半額以下のBrooklyn DAC+も見逃せない
MYTEK Digitalには、Manhattan DAC II(オープンプライス/実売約78万円)と人気を二分する「Brooklyn DAC+」がある。サイズ的には約半分くらいで、電源部がコンパクトで高効率のスイッチング方式になっている中核機だ。搭載するDAC素子は「ES9038PRO」の弟分といえる高性能な「ES9028PRO」なので、性能的にも音質的にも遜色はないといえるだろう。それでいて、価格はManhattan DAC IIの半分以下、実売約270,000円。サイズもコンパクトだ。
Manhattan DAC IIユーザーの私から見ると、Brooklyn DAC+はOLEDディスプレイの細かさと美しさがとっても魅力的。
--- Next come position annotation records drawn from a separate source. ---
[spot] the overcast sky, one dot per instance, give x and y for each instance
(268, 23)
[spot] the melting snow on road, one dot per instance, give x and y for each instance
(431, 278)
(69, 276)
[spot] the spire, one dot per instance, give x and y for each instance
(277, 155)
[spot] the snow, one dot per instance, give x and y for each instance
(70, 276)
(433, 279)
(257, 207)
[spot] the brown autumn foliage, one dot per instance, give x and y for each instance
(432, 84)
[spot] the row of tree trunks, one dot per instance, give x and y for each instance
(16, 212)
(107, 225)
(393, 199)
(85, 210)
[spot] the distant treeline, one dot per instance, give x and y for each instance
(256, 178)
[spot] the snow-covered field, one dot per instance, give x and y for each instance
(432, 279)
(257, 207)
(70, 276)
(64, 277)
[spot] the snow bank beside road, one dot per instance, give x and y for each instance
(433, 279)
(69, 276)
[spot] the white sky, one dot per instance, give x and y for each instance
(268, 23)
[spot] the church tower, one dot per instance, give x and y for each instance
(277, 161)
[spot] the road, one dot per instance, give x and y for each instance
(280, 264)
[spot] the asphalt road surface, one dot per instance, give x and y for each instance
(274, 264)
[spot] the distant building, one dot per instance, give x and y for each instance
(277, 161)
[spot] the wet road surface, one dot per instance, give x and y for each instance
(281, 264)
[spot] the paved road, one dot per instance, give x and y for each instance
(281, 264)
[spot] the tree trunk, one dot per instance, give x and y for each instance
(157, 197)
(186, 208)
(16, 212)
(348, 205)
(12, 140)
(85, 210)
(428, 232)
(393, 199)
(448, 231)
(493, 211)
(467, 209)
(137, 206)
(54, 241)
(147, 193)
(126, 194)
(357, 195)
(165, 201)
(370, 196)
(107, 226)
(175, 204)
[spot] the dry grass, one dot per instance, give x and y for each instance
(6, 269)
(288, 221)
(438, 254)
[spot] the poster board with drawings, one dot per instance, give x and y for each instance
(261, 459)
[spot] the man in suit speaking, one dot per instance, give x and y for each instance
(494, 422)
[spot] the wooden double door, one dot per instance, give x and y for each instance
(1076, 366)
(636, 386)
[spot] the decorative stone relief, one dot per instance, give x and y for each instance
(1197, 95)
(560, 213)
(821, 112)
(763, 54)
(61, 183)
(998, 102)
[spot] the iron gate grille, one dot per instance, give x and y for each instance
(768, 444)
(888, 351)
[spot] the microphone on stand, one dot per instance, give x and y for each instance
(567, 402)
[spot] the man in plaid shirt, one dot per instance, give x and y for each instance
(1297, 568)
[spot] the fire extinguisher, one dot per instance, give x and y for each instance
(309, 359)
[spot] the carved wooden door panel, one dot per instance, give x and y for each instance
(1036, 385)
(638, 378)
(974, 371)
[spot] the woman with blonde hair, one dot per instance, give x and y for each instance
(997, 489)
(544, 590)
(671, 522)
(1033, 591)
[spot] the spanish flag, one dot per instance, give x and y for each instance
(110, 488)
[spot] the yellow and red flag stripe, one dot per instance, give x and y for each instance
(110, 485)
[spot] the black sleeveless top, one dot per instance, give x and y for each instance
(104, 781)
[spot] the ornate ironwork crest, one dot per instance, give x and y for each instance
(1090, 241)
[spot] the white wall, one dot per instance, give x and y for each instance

しかも、Manhattan DAC IIではオプション設定のフォノイコライザー回路を内蔵していることがウラヤマシイ。
単体DACにアナログプレーヤーを接続するというのは不思議な気がするだろうが、その音質は意外にも本格的である。ヘッドフォン出力の音質もしっかりしており、バランスヘッドフォンケーブルアダプターも使用可能だ。
手元にBrooklyn DAC+があれば、Manhattan DAC IIをオーディオラックから移さなくたっていいかも……。